EDIPO, ANTÍGONA, ISMENA, el Coro

El Coro:
Nos han llegado las nuevas calamidades, los males terribles anunciados por ese anciano ciego, aunque el destino no haya todavía hecho llegar su hora; pues la autoridad de los dioses nunca es vana. El tiempo, sólo el tiempo lo ve todo; realiza unas cosas hoy y otras mañana. ¡Pero el trueno resuena, oh Zeus!

Edipo:
¡Hijas mías, hijas mías! ¿Algún habitante de estos lugares querría traerme al virtuoso Teseo?

Antígona:
¿Qué razón, padre mío, os hace desear su presencia?

Edipo:
El rayo alado de Zeus me conducirá en breve a los infiernos. Enviad cuanto antes en busca del rey.

El Coro:
Escuchad con qué ruido terrible, el dios hace murmurar su rayo. Nuestros cabellos se encrespan de espanto, nuestro corazón se hiela, los relámpagos aumentan e inflaman los cielos. ¿Cuál será el fin de tal presagio? Lo tememos: no en vano tiene lugar; alguna calamidad le seguirá... ¡Oh Éter, oh Zeus!

Edipo:
Hijas mías, mi término, predicho por los oráculos, ha llegado: no hay ya medio de evitarlo.

El Coro:
¿Cómo lo sabéis? ¿En qué signo lo habéis conocido?

Edipo:
Lo sé y basta. Que se apresuren a traer al soberano de esta comarca.

El Coro:
¡Oh cielos, oid de nuevo resonar en los aires ese ruido terrible! ¡Sednos propicio, gran dios, sednos propicio! ¡Y si es un signo funesto para nuestra patria, que se nos torne favorable! ¡Que la presencia de un anciano desgraciado no vuelva contra nosotros nuestros beneficios! Zeus, a ti nos dirigimos.

Edipo:
¿Viene Teseo? ¿Podrá, hijas mías, encontrarme con vida aún, con conocimiento?

Antígona:
¿Qué prenda de vuestra fe queréis dar a su corazón?

Edipo:
Quiero, por los beneficios recibidos de él, darle la útil recompensa que mi boca le ha prometido.

El Coro:
Venid, hijo, venid, aunque estéis en la playa, ocupado en hacer un nuevo sacrificio en los altares de Poseidón, acudid.

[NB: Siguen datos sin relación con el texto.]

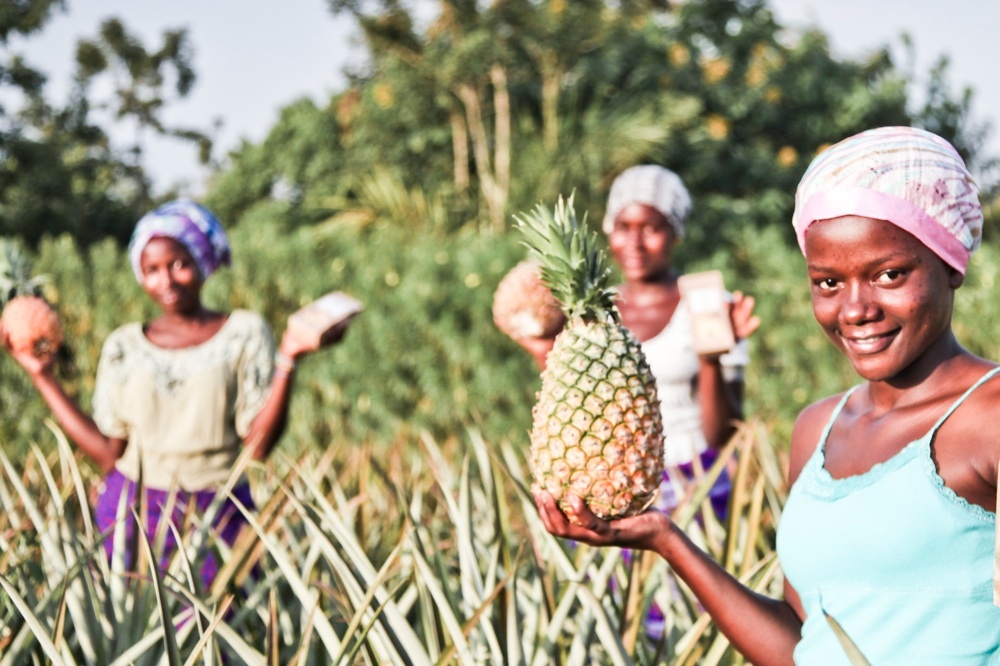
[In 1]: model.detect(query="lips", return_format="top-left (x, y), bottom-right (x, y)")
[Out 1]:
top-left (840, 329), bottom-right (899, 355)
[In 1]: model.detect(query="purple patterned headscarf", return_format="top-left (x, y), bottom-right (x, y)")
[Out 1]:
top-left (128, 199), bottom-right (230, 282)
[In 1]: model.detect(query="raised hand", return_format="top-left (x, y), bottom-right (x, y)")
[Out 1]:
top-left (729, 291), bottom-right (760, 340)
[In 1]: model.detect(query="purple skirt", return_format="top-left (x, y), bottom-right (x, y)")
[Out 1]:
top-left (94, 469), bottom-right (255, 588)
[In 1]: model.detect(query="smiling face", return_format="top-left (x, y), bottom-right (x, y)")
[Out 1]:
top-left (608, 204), bottom-right (677, 282)
top-left (139, 237), bottom-right (203, 314)
top-left (805, 216), bottom-right (962, 381)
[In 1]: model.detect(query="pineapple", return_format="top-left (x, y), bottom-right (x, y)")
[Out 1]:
top-left (493, 259), bottom-right (566, 339)
top-left (516, 197), bottom-right (663, 520)
top-left (0, 239), bottom-right (63, 358)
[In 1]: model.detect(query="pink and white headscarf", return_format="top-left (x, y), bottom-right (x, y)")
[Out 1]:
top-left (602, 164), bottom-right (691, 238)
top-left (792, 127), bottom-right (983, 274)
top-left (128, 199), bottom-right (230, 282)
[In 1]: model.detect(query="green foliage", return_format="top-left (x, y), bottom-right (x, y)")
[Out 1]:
top-left (517, 196), bottom-right (617, 322)
top-left (211, 0), bottom-right (990, 268)
top-left (0, 418), bottom-right (786, 666)
top-left (0, 7), bottom-right (211, 246)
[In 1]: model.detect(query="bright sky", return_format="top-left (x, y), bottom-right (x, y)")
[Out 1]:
top-left (11, 0), bottom-right (1000, 195)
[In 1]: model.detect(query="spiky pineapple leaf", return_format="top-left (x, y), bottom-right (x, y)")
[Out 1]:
top-left (514, 194), bottom-right (619, 322)
top-left (0, 237), bottom-right (48, 307)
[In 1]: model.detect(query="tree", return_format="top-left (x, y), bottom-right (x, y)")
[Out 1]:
top-left (209, 0), bottom-right (980, 263)
top-left (0, 0), bottom-right (211, 244)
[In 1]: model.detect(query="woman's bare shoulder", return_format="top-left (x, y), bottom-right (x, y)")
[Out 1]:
top-left (788, 393), bottom-right (844, 485)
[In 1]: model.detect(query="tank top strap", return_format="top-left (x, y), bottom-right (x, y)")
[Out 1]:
top-left (927, 365), bottom-right (1000, 438)
top-left (816, 384), bottom-right (861, 451)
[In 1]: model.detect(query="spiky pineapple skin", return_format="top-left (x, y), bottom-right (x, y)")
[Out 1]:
top-left (0, 296), bottom-right (63, 357)
top-left (529, 321), bottom-right (663, 520)
top-left (493, 260), bottom-right (566, 339)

Este extranjero quiere daros a vos y a la ciudad el justo premio de vuestros beneficios. Apresuraos, príncipe, apresuraos.

Escena VI

Los precedentes, TESEO

Teseo (Al Coro.):
¿Qué gritos son esos que unánimemente hacéis resonar en los aires? He reconocido vuestra voz, he reconocido la de este extranjero. ¿Es el rayo de Zeus, es la granizada lo que le excita? Se puede conjeturar todo entre los horrores de semejante tempestad.

Edipo:
Príncipe, deseo vuestra presencia. Un dios, sin duda, ha conducido aquí vuestros pasos.

Teseo:
¿Qué ocurre, hijo de Layo?

Edipo:
Que ha llegado el fin de mi vida. No quiero morir sin mostrarme fiel a las promesas que os he hecho a vos y a esta ciudad.

Teseo:
¿Y en qué fundáis las conjeturas de vuestra muerte?

Edipo:
Los dioses mismos, los dioses, que no engañan nunca, son los heraldos que me la anuncian por los signos con que acaban de avisarnos.

Teseo:
¿Y cómo, anciano, os lo han manifestado?

Edipo:
Con los frecuentes truenos, con las flechas de fuego que lanza una mano invencible.

Teseo:
Os creo; pues he visto que sabéis predecir y que vuestros labios ignoran la mentira. Decidme, pues, qué hay que hacer.

Edipo:
Lo que voy a haceros saber, hijo de Egeo, es para esta ciudad un beneficio perdurable. En breve yo solo y sin guía os conduciré al lugar donde debo morir. Guardaos de descubrir a nadie dónde está oculto, ni hacia qué lado puede estar, si queréis que sea siempre para vos, contra los países vecinos, una defensa superior a una multitud de lanzas y broqueles. Quiero evitar el revelárselo a ninguno de estos ciudadanos y hasta a mis hijas, pese al amor que les profeso. Sed siempre el fiel depositario de este secreto, y cuando lleguéis al fin de vuestra vida, no se lo confiéis sino a quien haya de ocupar el primer rango, quien a su vez no se lo revelará sino a su sucesor: con lo que haréis de esta ciudad un escollo insuperable contra todo esfuerzo de los tebanos. ¡Cuántas ciudades, aun estando muy bien gobernadas, se han dejado cegar por el orgullo! Pero las miradas de los dioses, aunque tardíamente, se posan al fin sobre quien, rechazando las leyes de la piedad, se abandona a sus arrebatos. ¡Que el cielo os libre, hijo de Egeo, de exponeros a tal desgracia!; pero lo que puedo deciros a ese propósito, lo sabéis ya. Vamos, pues, porque la orden de Zeus me apremia; marchemos, sin desviarnos, hacia el lugar que me espera. Hijas mías, seguidme; yo os guiaré hoy como vosotras habéis guiado a vuestro padre. Retiraos, no me toquéis, dejadme a mí encontrar la tumba sagrada donde el destino quiere que yo me sepulte en el seno de esta tierra... Venid, venid adonde me conducen Hermes y la diosa de los infiernos... ¡Oh luz, que perdiste la claridad para mí, en este instante vuestros rayos alumbran mi cuerpo por última vez; pues estoy en el término de mi vida y voy a hundirme en los infiernos! ¡Oh Teseo, el más caro de cuantos me han dado hospitalidad, oh tierra, oh ciudadanos, sed por siempre felices, y en medio de vuestra dicha recordad mi muerte!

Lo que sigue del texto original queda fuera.